Friday, July 03, 2009

I write to you from Cavendish, near Sudbury. My parents-in-law live in a large former rectory called Over Hall, a name I once found highly risible but now I don't even hear as a pun, which shows, perhaps, that I have become inured to the comedy of English names. Wait, that's not right: I'm still highly amused by Nether Wallop and Little Snoring. Three years ago, the DE and I drove past a sign that abbreviated Little Snoring to Lt. Snoring, and I always imagined a small exhausted WWII cartoon character, Lieutenant Snoring. Probably he was Private Snafu's superior.

Once again we are Between Homes, having packed up our Cambridge apartment. That all went pretty smoothly, with one, well, snafu: the handsome brothers of the new tenant arrived, as arranged, to deliver a bed the day before the lease ended. That was what we agreed upon: one bed, because we had hired someone to clean the place and had a few sundry things to do ourselves. Except that the brothers had brought all of her things. An entire truck full. And now I guess I am officially someone complaining on a blog about other people's terrible behavior, so I'll stop.

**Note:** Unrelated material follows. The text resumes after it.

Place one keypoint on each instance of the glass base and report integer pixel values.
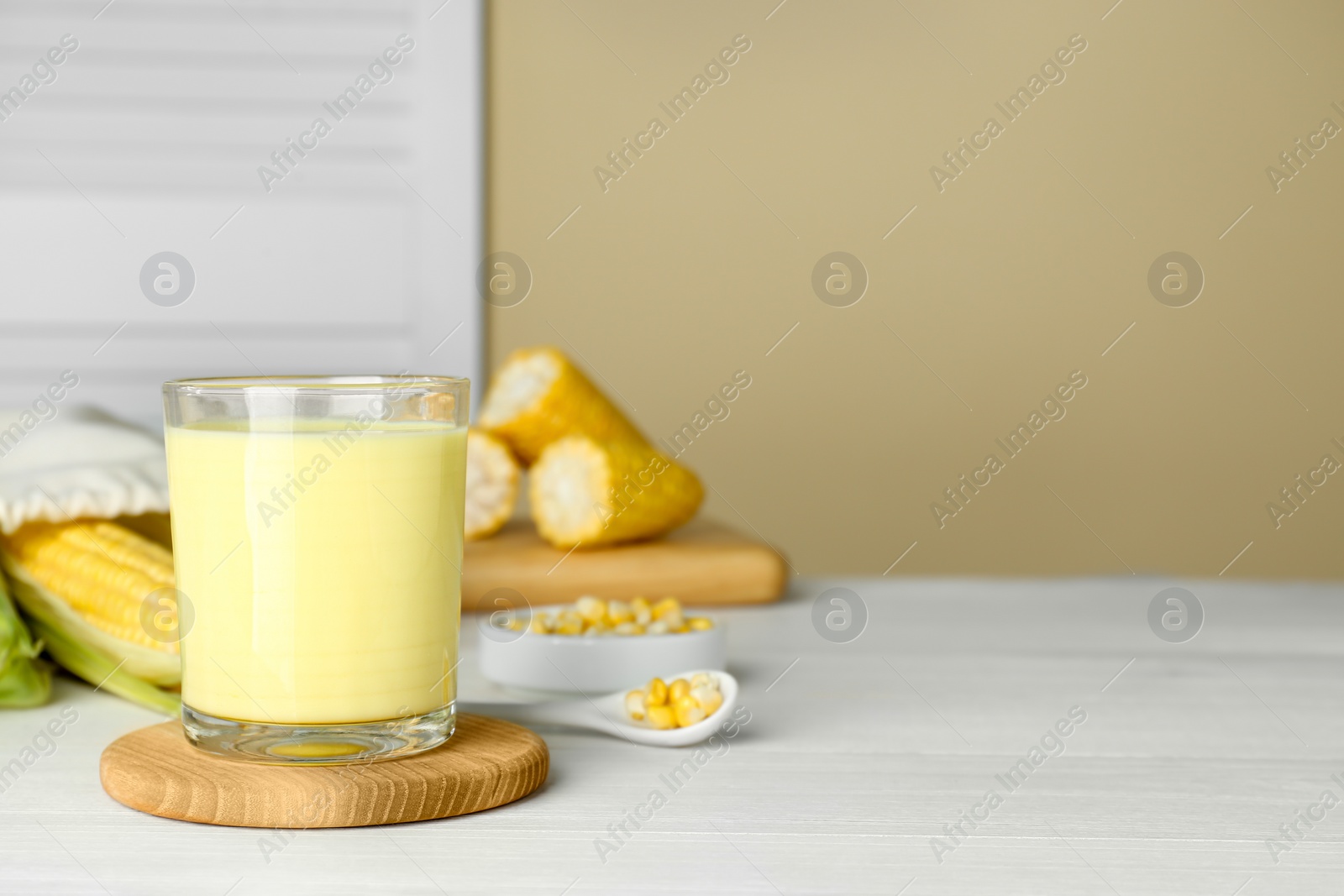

So yes, we are between homes, without an address. It's an odd feeling. At the airport hotel, we handed over our old Cadillac to my friend Rob, and then the DE had nothing on his keychain and I had nothing but keys to padlocks--three storage rooms, one moving crate on its way to Iowa. In a week, we'll be in Bath for the summer, renting a summer place. Lovely though that will be, it won't count as living somewhere. This morning I was filling out a Q & A for the paperback of my memoir, and one of the questions was, How has living in so many places changed your writing? I said, I am much better at writing while sitting on the edges of beds now.

Monday we drive to North Norfolk, to stay on the Holkham Estate for two nights. The day we scattered Pudding's ashes on Holkham Beach, we then drove onto the estate and saw dozens and dozens, maybe hundreds of deer, an astonishing sight. It seemed like Nature consoling us. Later I learned that there are something like 800 fallow deer on the property, and huge crowds of deer are pretty common. Which is even more consoling of Nature: it means that we can see something like what we had that morning often, whenever we're here and we need it.

5 comments:

Anonymous said...

You know, it does, it feels like an honor to read your reports from the places life takes you, other people's bad behavior, the lightness of key rings, the edges of beds, and going back to the place where you scattered Pudding's ashes and saw the magnificent deer, all of it. Reading this made me think of you and your family tenderly, and I wanted to say so.

Hope's Mama said...

I remember that from your book, Elizabeth.
Thinking of you in this Between Houses stage!